Judge of the High Court
- Incumbent
- Assumed office 13 September 2016
- Nominated by: Government of Ireland
- Appointed by: Michael D. Higgins

Personal details
- Education: University College Dublin; King's Inns; Middle Temple;

= Paul Coffey (judge) =

Irish barrister, High Court judge since 2016

Paul Coffey is an Irish judge and lawyer who has served as a Judge of the High Court since September 2016. He has been predominantly involved in criminal trials as a judge and formerly as a barrister. He was the chair of an examination into the Stardust fire between 2008 and 2009.

== Education ==
He was educated at University College Dublin. He received a BCL degree in 1981 and an LL.M. degree in 1983. He received further education at the King's Inns and Middle Temple.

== Legal career ==
He was called to the Bar in 1984 and became a senior counsel in 2002. His practice was focused on criminal law and civil law, with experience in the law of personal injuries, medical negligence, planning law, Constitutional law, chancery and judicial review.

His criminal law work included working on behalf of the Director of Public Prosecutions as a prosecutor and on behalf for defendants. He represented the Minister for the Environment in 2003 in a challenge by Kathy Sinnott against the result of the 2002 Irish general election.

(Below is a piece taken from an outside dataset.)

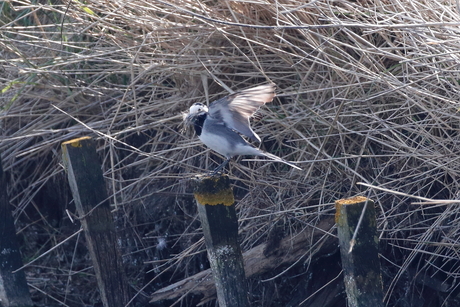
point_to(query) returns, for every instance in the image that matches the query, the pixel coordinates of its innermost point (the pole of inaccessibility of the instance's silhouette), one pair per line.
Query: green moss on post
(360, 261)
(220, 227)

On 10 July 2008, he was appointed to chair to an examination into the cause of the Stardust fire. His investigation found that the Stardust Victims' Committee had not established any new evidence which could change the conclusion as to how the fire was started. He concluded that he did not believe that public interest would be served by establishing a further inquiry. The Government accepted his recommendation. His draft report however recommended the establishment of an independent inquiry. A further examination by Pat McCartan in 2017 also did not recommend a full inquiry.

== Judicial career ==
Coffey was appointed to the High Court in September 2016. He has presided over criminal trials involving serious sexual offences and homicide. He has been the presiding judge in cases in the Special Criminal Court involving dissident republicans and the Hutch–Kinahan feud.

Other than criminal trials, he has heard cases involving Garda compensation, defamation, insolvency, and company law.

As of 2021, he is the judge in charge of the Personal Injuries List of the High Court.